# Project 2

This assessment is marked out of 100 and comprises 20% of the final course mark.

Due by 4pm on Thursday December 2nd, to be submitted on Learn.

### Academic misconduct

The assessment is summative in nature. You are expected to be aware of and abide by University policies on academic misconduct.

- [School of Mathematics academic misconduct advice and policies](https://teaching.maths.ed.ac.uk/main/undergraduate/studies/assessment/academic-misconduct)
- [Academic Services academic misconduct information](https://www.ed.ac.uk/academic-services/students/conduct/academic-misconduct)

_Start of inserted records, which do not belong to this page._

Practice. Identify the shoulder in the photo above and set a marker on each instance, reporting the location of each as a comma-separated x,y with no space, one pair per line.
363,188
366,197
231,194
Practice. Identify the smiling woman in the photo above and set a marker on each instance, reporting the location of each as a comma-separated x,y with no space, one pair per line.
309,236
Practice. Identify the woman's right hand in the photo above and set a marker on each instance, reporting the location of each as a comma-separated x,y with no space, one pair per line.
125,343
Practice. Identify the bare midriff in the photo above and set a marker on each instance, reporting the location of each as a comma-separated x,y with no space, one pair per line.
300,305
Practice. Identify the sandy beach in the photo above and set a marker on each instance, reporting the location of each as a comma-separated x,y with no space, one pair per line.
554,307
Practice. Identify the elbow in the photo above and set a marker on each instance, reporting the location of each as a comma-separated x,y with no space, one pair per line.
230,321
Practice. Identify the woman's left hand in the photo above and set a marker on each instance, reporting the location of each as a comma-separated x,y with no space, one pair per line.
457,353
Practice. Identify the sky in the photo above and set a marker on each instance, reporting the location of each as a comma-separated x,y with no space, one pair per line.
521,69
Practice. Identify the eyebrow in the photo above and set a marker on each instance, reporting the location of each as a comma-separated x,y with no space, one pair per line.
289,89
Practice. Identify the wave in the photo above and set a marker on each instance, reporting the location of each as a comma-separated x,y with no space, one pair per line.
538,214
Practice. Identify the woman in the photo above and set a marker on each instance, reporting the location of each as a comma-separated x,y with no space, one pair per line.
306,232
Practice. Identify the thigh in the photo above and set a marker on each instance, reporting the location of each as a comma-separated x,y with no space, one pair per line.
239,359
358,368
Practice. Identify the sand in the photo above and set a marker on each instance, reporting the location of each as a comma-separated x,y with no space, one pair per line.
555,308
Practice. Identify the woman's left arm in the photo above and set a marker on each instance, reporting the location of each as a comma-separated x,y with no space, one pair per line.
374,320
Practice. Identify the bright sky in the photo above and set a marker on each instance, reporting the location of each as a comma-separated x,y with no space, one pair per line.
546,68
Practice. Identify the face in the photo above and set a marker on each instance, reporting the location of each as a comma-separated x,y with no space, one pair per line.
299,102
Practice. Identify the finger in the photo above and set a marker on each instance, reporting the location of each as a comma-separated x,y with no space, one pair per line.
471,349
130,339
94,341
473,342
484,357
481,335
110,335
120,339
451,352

**This is an individual assignment - do not copy the work of another student or show your own work to another student.**

If you use any resources (e.g. textbooks or websites), then you must include appropriate references in your solutions. Course materials do not need to be referenced, but you should clearly state which results you are using.


### Code commentary

Your code should be extensively commented, with the functionality of each line of code explained with a comment. This is to test your understanding of the code you have written. Up to half of the marks associated with the coding part of a question may be deducted for a missing, incomplete, or inaccurate code commentary.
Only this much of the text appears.